About 3,000 women in Wales have “undetected breast cancer” because screening services were suspended during lockdown, it has been warned.
Tenovus Cancer Care estimates 30,000 people missed out on mammograms between March and July, and fear a repeat as coronavirus cases rise again.
Claire Williams, 39, was told she might not have survived breast cancer if she had not been treated when she was.
The Welsh Government said it had worked hard to ensure screening can continue.
Breast cancer screening was suspended by NHS Wales in March as the health service was gripped by the pandemic.
The service resumed in August, but Judi Rhys, chief executive of Tenovus Cancer Care, said 30,000 people missed out on a screening appointment during this time.
“About 3,000 women would have been picked up and referred onwards for further checks during that period,” she said.

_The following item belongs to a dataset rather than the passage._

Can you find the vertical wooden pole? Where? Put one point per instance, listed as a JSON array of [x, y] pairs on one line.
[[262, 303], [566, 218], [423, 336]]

“That actually means there are 3,000 women in Wales walking around with undetected breast cancer at the moment.”
Ms Rhys said it was a “potentially very serious” situation for those women.
“We do know that if breast cancer is diagnosed at a very early stage then the prognosis is far, far better and the outcomes are far, far better than if it is picked up at a later stage,” she added.
“If people notice anything at all we are urging them to make an appointment with their GP.”
‘I’m grateful I’m here’
Things could have been very different for Claire Williams, from Swansea, who went to see her GP when she found a lump on her breast last year.
She was told she would have to wait nine weeks for further tests on the NHS, but was able to access private healthcare through her employer.
“Within two hours” of her consultation she was told she had breast cancer and would need chemotherapy, a mastectomy and radiotherapy.
“Looking back on the last 18 months and the experience I have had, I am grateful that I am here,” Ms Williams said.
“And I am grateful the children will be growing up with me in their lives.”
Ms Williams said the number of people who had missed out on screening during lockdown was “astounding”.
“It’s scary for the women who might have missed them,” she added.
She called on people to “be familiar with your bodies” and get checked if they were concerned about anything.
Ms Rhys said the health service was in the process of clearing a “backlog” of 30,000 screening appointments.
But she said it was vital that people continued to be screened, even in the event of another lockdown.
“We are worried that with Covid on the rise again that people are either too scared to come forward or that some services may need to be paused again,” she added.
A spokeswoman for the Welsh Government said it had taken action to ensure staff and patients were safe from coronavirus, and encouraged women to attend their screening appointments.
“The NHS has undertaken extensive work to ensure as much cancer care as possible can continue during the pandemic,” she added.